Rystadt, who gave personal tours of the building this week, is confident Spokane residents will embrace the new hotel. It’s managed by InterContinental Hotels Group, has a 24-hour fitness center, a 24-hour business center and includes valet parking with its own covered parking garage.

“I can’t control COVID or the effects or what Gov. (Jay) Inslee does, or how people feel about COVID,” Rystadt said. “But what I can control is I can create a great product, which includes hardwood floors, hardwood furniture and hand-set tiles. And, I can provide great service.”

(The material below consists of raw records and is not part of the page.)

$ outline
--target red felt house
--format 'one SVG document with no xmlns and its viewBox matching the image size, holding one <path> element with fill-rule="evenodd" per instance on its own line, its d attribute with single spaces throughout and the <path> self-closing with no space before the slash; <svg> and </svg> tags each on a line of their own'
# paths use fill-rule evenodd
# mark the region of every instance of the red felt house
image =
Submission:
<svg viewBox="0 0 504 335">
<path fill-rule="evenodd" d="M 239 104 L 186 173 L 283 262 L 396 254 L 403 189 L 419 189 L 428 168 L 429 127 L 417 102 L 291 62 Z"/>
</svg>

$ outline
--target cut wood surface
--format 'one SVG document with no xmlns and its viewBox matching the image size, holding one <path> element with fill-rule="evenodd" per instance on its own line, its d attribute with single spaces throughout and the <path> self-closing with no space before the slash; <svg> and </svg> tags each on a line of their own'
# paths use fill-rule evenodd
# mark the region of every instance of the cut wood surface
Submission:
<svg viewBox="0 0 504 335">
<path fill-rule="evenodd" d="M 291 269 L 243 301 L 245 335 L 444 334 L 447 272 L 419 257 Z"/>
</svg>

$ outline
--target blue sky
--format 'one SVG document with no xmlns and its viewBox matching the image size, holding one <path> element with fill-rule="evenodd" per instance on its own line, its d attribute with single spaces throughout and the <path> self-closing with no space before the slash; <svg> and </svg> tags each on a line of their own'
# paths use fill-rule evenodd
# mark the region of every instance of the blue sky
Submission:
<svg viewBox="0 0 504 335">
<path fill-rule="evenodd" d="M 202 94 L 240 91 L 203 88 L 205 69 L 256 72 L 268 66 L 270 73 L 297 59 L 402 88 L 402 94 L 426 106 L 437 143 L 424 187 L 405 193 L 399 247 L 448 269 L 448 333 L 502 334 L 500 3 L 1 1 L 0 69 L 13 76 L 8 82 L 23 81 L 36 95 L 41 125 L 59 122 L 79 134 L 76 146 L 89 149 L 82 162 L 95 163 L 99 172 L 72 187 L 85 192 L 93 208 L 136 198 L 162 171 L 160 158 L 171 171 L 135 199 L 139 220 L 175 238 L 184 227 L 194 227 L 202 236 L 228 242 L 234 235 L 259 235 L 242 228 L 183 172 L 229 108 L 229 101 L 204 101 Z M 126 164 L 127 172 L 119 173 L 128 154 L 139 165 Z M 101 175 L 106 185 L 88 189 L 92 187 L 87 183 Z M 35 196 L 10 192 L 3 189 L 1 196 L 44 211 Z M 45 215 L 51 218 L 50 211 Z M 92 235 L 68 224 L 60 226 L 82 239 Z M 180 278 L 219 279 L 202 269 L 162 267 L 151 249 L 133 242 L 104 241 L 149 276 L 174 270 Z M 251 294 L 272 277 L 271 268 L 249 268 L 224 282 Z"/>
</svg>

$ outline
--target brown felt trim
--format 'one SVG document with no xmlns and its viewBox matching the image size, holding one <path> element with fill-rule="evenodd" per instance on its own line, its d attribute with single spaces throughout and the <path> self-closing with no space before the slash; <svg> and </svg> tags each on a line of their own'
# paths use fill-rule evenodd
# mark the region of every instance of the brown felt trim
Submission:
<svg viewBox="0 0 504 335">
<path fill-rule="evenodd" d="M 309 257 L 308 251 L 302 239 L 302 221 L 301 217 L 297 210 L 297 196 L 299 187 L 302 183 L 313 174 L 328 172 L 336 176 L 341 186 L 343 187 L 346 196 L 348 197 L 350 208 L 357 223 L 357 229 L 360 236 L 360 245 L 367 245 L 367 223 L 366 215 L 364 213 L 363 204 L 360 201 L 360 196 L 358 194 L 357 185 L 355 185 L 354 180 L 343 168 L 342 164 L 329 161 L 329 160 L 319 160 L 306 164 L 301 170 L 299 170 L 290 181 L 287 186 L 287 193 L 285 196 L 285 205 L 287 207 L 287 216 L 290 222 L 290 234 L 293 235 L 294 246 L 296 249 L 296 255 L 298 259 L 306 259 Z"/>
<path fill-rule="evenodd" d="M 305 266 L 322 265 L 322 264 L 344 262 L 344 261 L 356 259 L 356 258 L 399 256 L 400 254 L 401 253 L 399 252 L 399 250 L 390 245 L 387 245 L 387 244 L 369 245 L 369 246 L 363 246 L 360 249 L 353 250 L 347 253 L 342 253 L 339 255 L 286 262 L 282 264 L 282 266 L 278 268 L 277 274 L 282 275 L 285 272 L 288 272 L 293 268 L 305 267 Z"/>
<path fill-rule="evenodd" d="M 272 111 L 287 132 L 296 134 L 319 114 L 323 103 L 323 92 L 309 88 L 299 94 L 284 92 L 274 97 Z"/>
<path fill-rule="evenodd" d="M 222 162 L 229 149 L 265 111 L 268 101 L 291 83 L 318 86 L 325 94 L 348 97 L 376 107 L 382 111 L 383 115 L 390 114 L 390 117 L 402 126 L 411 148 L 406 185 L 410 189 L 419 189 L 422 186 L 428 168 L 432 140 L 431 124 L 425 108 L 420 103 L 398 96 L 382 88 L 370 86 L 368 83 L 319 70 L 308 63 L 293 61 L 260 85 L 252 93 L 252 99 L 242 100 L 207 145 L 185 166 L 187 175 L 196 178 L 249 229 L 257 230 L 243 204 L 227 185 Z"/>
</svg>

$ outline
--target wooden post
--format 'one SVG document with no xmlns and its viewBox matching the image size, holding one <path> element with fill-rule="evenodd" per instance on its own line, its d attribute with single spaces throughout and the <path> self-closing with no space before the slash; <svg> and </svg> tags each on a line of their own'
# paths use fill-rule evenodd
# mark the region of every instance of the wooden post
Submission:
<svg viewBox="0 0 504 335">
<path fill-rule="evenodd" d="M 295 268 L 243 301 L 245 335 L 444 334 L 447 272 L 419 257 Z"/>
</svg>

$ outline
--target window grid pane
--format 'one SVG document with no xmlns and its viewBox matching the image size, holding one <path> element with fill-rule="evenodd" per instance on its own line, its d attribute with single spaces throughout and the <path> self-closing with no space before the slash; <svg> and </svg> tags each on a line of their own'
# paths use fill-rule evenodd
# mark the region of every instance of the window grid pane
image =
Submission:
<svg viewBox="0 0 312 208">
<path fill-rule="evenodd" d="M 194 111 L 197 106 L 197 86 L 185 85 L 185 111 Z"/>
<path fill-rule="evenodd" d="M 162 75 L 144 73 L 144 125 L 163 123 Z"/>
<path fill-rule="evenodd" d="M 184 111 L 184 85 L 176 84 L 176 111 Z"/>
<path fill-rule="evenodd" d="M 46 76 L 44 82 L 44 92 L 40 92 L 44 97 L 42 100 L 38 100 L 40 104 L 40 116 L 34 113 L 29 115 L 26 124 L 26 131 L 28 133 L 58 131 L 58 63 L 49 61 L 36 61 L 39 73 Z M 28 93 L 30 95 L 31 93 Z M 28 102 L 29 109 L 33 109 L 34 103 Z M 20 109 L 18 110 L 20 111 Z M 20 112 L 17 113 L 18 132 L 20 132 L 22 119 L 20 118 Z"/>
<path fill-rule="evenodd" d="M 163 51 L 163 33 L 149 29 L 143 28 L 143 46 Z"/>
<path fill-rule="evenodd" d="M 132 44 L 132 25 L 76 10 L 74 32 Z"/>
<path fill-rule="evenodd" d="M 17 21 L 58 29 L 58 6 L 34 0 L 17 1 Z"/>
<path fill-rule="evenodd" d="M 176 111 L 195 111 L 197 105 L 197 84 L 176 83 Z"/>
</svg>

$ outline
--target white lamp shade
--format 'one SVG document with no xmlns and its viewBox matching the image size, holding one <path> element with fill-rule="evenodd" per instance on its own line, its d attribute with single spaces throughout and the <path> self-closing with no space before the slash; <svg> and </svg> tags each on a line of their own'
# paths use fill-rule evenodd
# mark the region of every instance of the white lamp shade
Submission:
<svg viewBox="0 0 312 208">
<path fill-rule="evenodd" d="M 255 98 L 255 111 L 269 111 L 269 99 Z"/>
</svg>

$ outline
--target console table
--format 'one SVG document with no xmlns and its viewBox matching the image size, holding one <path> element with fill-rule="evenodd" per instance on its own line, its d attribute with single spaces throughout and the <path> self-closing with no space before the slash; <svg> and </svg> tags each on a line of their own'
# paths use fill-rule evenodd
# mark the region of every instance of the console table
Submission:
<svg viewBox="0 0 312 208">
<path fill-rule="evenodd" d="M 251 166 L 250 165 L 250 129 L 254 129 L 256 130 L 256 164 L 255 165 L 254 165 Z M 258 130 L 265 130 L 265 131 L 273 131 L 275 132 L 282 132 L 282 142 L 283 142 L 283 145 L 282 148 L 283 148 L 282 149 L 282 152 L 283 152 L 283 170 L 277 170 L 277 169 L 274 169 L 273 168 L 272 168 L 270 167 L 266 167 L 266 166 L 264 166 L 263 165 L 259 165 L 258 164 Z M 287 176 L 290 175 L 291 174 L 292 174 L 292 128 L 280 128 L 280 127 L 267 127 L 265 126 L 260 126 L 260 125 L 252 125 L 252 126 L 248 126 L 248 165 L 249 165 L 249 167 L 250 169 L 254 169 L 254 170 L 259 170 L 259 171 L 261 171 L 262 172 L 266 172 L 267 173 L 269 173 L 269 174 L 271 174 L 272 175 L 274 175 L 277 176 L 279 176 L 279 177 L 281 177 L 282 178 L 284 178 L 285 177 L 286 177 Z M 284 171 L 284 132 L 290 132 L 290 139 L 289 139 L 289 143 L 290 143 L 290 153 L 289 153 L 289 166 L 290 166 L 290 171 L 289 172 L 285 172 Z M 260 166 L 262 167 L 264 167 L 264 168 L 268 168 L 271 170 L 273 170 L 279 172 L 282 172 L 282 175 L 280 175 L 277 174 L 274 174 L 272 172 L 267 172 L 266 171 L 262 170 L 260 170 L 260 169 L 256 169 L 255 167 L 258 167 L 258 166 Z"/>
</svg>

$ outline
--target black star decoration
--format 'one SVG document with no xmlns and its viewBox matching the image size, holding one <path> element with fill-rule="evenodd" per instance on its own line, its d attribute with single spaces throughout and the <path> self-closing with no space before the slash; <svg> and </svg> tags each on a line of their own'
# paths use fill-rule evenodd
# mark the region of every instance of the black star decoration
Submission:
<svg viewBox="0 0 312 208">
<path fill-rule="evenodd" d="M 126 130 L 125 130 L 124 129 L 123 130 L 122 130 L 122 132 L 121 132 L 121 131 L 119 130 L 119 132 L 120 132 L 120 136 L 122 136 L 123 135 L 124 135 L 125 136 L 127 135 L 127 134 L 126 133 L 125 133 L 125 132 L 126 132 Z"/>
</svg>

Shannon Smith, director of sales at Hotel Indigo, said that since the hotel is part of InterContinental Hotels, customers can use points earned staying at other hotels managed by the group, including the Holiday Inn Express Spokane-Downtown and Holiday Inn Spokane Airport.

“We are more of a corporate-travel-business hotel,” Smith said. “That is kind of obsolete at the moment. Trying to find business travel now is difficult. I’m trying to sell staycations. A lot of people are wanting to get out of their houses and have a road trip. It’s a safe, clean place to stay. And it’s a beautiful historic building.”

Part of retaining that history included the effort to restore the floor of the main lobby. Crews dismantled each piece of stone tile from the original floor from 1911, heated them, cleaned them and returned them to the floor.

“We didn’t redo it and try to pawn it off as historic,” Rystadt said. “This is not fake. This is actual historic. Our stone floor is actually stone tile. It was hand-set. The craftsmanship was amazing. You have to come in and see the place to appreciate it.”

Despite the economic downturn from the pandemic, Rystadt said he hopes his three-year effort to restore the building will be well-received.

“I want people to feel they can appreciate the value, have good history, get good service and good food,” he said. “I put my heart and soul into this. It’s priceless.”